A will or revocable living trust drafted five or ten years ago almost certainly does not address digital assets. Even if it does, there are three structural problems that a simple bequest cannot solve.

The Password Problem: A Barrier for Your Heirs

Your family cannot access what they cannot log into. A cryptocurrency wallet with a forgotten or undisclosed seed phrase is effectively gone forever — blockchain transactions are irreversible and no one holds a master key. Exchange accounts, brokerage platforms, and financial apps require authentication credentials your heirs do not have. A will naming your daughter as beneficiary of your crypto holdings means nothing if she cannot prove ownership or access the wallet.

When “Terms of Service” Can Trump Your Will

Most online platforms include non-transferability clauses in their terms of service. Your Facebook account, for example, cannot legally be “inherited” by a family member who logs in using your password — doing so may violate federal computer access laws and the platform’s terms. Instagram has specific legacy contact policies. Gmail has an Inactive Account Manager option that must be set up in advance. Without planning, your family may find themselves locked out or dealing with accounts that simply vanish.

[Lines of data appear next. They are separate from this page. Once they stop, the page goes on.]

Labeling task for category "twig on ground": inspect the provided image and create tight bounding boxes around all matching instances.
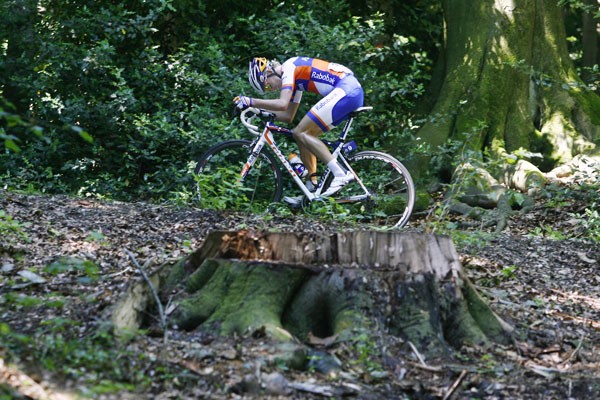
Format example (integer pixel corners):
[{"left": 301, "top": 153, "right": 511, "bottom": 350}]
[
  {"left": 444, "top": 369, "right": 467, "bottom": 400},
  {"left": 408, "top": 341, "right": 428, "bottom": 367},
  {"left": 125, "top": 249, "right": 168, "bottom": 343}
]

Why Probate Fails to Cover Your Digital Footprint

California probate courts can order the transfer of real property and financial accounts held at California-regulated institutions. They have much less leverage over accounts at technology platforms, foreign cryptocurrency exchanges, and decentralized networks. Even a court order to a foreign exchange may be unenforceable, and no court can recover a private key that was never written down.

Don’t leave your digital estate to chance. Talk to a Lawvex attorney about building a complete plan that covers all your assets.

The Broad Scope of Digital Asset Legal Services

The world of digital assets is vast, and so is the legal framework surrounding it. While our focus at Lawvex is on ensuring these assets are seamlessly integrated into your estate plan and business succession strategy, it’s helpful to understand the broader legal landscape. Digital asset law isn’t a single practice area; it’s a complex field that includes corporate law, litigation, intellectual property, and tax law. Different legal specialists handle everything from helping a tech startup launch a new token to recovering cryptocurrency in a bankruptcy case. Understanding this scope helps clarify why specific, focused planning for your own digital wealth is so critical for protecting your family and your legacy.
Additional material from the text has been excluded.